When you play an acoustic, electric guitar you have the best of both worlds, because you can gain the advantage of the increased range and volume an amplified guitar allows as well as the portability of an acoustic guitar and the ability to keep playing if you lose power or there is not a power supply near you.
Most modern guitar amplifiers are almost trouble free, but they do have parts that will eventually need replacing such as the rectifier and power tubes. In most cases, these are no more difficult to replace than changing a light bulb. But extreme caution needs to be taken when working on a power amplifier as they contain high voltages inside and should only be fixed or repaired by a qualified technician.
Your Amplifier won’t turn on
In most cases, there is a simple explanation of why your amplifier is not working, so if you’re having problems, these are some things to check and consider:
First, make sure that:
- Your guitar amplifier is turned on and connected to a live power supply
- Ensure that your amplifier it turned on correctly and not in standby mode
- Check that the mute switch is off
- Ensure that the guitar leads are plugged in correctly and firmly
- Check that your acoustic electric guitar is switched on
- Ensure the speaker wires are connected properly at both ends
- Check the volume on both the guitar and the amplifier to ensure they are set correctly
- For safety reasons, some amplifiers will not function properly without an adequate earth, so ensure your amp is earthed
There is always a reason an amplifier blows a fuse, it could be because of a power surge or a short has developed. Normally, if you blow a fuse, turn off your amplifier and replace the fuse. If it blows a second time, then you will need to find out why, often it will be a weak or old power or rectifier tube, just like guitar strings, they eventually wear out and need replacing. The fuse blows to save the amps circuits from possible damage.
Lots of background noise
This can be due to a number of things from the electrical feed that you’re using to the lighting and other electrical components around you. Your body can also affect the amount of background noise. When you touch the strings, your guitar will be noticeably quieter as when you touch them you effectively ground out your body so reduce the amount of noise your guitars sensor pickup. All radio frequencies can cause static noise.
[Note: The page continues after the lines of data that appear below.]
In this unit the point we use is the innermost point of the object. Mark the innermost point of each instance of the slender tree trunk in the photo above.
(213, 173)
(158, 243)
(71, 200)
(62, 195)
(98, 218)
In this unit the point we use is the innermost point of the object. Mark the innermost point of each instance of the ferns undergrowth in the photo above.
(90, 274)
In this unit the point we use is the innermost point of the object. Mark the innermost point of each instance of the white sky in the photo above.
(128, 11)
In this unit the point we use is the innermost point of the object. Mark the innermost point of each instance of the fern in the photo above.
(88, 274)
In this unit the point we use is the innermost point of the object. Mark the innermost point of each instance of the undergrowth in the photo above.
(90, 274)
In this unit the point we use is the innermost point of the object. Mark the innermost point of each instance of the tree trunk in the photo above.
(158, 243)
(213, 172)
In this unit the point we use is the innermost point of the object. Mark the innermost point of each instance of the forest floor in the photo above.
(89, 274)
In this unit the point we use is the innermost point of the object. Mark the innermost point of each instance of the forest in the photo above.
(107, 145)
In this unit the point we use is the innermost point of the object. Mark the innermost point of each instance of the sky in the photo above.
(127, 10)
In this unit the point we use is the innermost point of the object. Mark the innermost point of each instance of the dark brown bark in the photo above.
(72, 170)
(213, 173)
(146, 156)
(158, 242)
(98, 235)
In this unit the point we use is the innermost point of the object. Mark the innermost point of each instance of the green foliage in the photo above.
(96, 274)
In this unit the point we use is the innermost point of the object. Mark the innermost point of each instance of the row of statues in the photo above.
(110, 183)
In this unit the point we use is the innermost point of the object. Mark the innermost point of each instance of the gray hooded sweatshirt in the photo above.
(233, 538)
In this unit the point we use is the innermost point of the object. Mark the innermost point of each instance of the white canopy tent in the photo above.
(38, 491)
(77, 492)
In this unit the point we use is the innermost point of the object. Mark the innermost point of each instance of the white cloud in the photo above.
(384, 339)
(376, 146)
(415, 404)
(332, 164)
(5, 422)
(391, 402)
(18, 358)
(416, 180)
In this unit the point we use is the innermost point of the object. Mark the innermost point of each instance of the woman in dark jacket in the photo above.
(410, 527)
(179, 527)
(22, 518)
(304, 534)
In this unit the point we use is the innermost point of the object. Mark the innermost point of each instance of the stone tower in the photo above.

You will find your setting perfect in one place and then without changing them, they produce noise issues in another area.
The best solution is to ensure your amplifier has a decent ground connection and all the grounding wires are intact.
This can be caused by incorrect setting and having speakers with a lower impedance value than the amp is designed to operate with. Check that the cooling fans are working properly
When using an acoustic electric guitar with a power amplifier it’s important to make sure they are well balanced and that all the leads and connectors are in good condition with the ground wires intact to reduce the possibility of background noise.